No entanto nada parece comparar-se ao sucesso do capitalismo em suprimir pelo desdém as ideias que o contrariam desde que tropeçou com o coquetel de trivialidades hoje chamado de neoliberalismo. A rigor os governos que o cultuam jamais abandonaram a outra prática supressora, a sanguinária, tornada entretanto invisível ou minimizada ao máximo pelo domínio excelente que têm da informação: matam, até admitem, mas fanáticos, inimigos da liberdade e outras insignificâncias peçonhetas - não há contestar que o sejam! Aos olhos do comum o mundo em que vive parece gozar da perfeita livre expressão e da maior liberdade que espera assumir quando se trata de rechaçar quem ou o que identifica como anti-capitalista, enfim, acredita viver em democracia plena, tanto que, veja-se só, pode até assumir com orgulho ser anti-democrata ou, de pilhéria, anti-capitalista. Os resultados desse virtuosismo contra-ideológico são notáveis mesmo no campo dos que o combatem seguros de terem ideia nítida do que combatem: não é raro constatar nesses indivíduos sinais de aculturação crônicos, o mais acentuado dos quais o hábito de ignorar ideias que não lhes agradam quando não contam com argumentos para discuti-las, destas as mais ignoradas, mesmo tendo de memória e na ponta da língua truques para contestá-las, as ideias que induzem ao próprio capitalismo, tão interiorizadas as têm que nem se dão mais conta de as usarem. E, ora, ideias capitalistas combatendo o capitalismo? Estamos falando no paraíso neoliberal!

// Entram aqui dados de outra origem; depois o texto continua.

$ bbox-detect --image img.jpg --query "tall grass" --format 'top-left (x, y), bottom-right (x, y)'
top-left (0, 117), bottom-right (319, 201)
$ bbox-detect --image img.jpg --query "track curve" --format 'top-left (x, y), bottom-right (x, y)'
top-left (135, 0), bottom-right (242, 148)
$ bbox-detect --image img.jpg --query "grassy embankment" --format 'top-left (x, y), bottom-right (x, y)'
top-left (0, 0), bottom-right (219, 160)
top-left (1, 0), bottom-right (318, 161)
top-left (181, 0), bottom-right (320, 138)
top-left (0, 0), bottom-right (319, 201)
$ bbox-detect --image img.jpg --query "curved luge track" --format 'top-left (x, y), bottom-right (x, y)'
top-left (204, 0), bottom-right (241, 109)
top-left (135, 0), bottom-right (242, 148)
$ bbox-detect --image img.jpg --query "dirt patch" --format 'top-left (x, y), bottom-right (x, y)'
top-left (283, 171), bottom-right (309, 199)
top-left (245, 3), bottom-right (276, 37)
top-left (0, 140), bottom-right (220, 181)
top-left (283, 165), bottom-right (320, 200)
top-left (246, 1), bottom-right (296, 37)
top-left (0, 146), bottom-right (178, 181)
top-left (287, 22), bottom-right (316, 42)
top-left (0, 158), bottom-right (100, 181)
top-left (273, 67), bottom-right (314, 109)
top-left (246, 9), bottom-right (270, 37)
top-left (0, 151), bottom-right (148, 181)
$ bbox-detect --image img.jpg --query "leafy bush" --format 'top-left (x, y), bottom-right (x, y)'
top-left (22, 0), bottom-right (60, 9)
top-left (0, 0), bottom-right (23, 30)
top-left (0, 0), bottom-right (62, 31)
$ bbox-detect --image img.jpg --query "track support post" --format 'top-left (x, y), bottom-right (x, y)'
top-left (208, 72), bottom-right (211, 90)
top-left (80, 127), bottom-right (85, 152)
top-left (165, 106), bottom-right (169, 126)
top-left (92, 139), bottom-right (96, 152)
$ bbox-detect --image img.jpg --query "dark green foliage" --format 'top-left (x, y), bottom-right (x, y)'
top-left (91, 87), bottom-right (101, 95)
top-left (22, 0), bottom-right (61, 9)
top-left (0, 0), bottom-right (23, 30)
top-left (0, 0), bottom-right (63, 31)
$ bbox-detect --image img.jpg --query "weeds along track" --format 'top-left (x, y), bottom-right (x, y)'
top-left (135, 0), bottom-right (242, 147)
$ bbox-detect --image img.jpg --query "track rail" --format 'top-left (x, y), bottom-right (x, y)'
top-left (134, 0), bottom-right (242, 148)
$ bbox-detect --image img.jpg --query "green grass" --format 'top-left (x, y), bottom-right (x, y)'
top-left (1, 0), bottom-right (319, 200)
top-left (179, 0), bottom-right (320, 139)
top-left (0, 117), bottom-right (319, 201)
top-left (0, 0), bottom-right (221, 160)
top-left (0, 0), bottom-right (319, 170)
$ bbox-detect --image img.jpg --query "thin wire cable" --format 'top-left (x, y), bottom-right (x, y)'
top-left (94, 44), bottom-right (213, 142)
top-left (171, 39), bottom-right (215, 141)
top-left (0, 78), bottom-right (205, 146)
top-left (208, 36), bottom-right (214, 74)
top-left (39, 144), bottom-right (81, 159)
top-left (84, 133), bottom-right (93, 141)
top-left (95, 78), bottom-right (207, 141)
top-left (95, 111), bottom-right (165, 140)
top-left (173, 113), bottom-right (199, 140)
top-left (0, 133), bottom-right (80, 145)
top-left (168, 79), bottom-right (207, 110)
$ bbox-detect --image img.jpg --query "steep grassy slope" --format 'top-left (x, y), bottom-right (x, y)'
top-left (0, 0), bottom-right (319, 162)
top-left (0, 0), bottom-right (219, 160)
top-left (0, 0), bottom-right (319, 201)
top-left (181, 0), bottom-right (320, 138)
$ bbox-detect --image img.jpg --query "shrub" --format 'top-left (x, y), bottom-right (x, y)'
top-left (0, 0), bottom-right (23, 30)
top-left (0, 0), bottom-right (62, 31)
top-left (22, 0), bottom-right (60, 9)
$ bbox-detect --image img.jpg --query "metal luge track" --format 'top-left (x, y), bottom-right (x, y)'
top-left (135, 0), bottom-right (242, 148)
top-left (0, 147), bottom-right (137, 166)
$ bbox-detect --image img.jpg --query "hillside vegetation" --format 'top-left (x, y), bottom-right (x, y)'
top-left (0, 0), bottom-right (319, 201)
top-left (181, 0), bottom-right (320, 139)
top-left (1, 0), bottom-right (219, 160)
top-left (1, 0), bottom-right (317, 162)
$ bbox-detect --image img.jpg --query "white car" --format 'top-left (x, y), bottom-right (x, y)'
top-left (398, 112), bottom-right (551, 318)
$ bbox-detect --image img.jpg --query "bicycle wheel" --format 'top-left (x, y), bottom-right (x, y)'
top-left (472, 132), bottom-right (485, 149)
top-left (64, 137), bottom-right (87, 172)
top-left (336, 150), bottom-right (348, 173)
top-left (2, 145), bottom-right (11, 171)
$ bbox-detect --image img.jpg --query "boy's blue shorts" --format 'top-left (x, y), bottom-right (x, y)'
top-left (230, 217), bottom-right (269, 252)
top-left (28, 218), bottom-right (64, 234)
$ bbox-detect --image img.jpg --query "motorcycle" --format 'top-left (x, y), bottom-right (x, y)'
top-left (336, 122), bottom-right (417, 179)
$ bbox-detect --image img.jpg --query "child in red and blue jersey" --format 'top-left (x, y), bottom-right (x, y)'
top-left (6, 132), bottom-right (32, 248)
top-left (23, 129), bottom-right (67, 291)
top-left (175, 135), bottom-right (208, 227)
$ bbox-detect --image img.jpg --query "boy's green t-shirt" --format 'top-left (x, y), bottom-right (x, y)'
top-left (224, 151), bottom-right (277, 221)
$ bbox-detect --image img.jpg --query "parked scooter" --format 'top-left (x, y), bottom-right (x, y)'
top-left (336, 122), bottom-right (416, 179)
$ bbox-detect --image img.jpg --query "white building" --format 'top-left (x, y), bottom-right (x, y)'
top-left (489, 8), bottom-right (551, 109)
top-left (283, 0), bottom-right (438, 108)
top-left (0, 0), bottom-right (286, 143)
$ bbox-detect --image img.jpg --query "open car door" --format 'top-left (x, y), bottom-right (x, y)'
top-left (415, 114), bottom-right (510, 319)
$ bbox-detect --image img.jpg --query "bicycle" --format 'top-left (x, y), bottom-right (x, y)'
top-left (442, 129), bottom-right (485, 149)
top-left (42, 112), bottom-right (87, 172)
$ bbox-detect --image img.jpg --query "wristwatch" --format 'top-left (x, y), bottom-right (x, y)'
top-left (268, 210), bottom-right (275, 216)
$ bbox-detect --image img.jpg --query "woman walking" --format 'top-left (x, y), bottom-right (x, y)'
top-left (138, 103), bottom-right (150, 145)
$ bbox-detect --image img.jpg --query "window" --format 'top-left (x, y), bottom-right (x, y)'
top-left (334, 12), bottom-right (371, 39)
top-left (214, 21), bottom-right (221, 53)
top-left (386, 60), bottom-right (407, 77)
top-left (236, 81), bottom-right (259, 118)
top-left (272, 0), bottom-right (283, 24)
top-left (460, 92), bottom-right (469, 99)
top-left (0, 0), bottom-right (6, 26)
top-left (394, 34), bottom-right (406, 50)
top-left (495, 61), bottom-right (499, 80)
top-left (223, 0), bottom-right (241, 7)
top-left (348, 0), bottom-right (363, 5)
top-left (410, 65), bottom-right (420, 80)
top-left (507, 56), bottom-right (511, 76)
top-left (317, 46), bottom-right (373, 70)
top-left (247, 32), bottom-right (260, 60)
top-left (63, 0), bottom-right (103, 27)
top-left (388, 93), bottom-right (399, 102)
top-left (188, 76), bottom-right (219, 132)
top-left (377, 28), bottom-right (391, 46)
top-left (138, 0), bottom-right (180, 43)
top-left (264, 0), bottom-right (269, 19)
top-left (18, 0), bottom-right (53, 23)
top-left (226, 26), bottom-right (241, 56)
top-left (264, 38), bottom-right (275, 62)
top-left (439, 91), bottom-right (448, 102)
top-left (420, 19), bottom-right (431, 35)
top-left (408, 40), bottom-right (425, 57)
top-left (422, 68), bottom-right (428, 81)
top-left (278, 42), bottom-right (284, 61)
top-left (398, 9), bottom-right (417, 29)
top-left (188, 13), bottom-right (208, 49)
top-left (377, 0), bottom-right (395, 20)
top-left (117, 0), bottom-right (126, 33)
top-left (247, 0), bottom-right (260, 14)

À guisa de observação final com tintas de humor sombrio,. hoje, com a eficácia da supressão pelo desdém, que faz tudo parecer ridículo, inexistem curiosidade e mesmo ideias capacitando seus portadores a reconhecerem outras de igual ou melhor qualidade. Frente ao presente marasmo intelectual e espiritual colorindo de ridículo cada recanto pensante do planeta, enquanto entes vivos que decerto devem ser, as ideias, em especial as boas, é provável lamentem-se de haver passado o tempo em que mormente se queimava tudo em que eram escritas e se aniquilava quem as defendesse. Tamanho suplício, em vista da comoção que despertavam, trazia consigo também a curiosidade, pois é evidente haver grande importância no que se procura afastar do conhecimento geral por meios assim violentos, o que dava a elas, ideias, ao menos alguma esperança de sobrevida aos cuidados de quem por isso mesmo as examinaria com a mais criteriosa das atenções.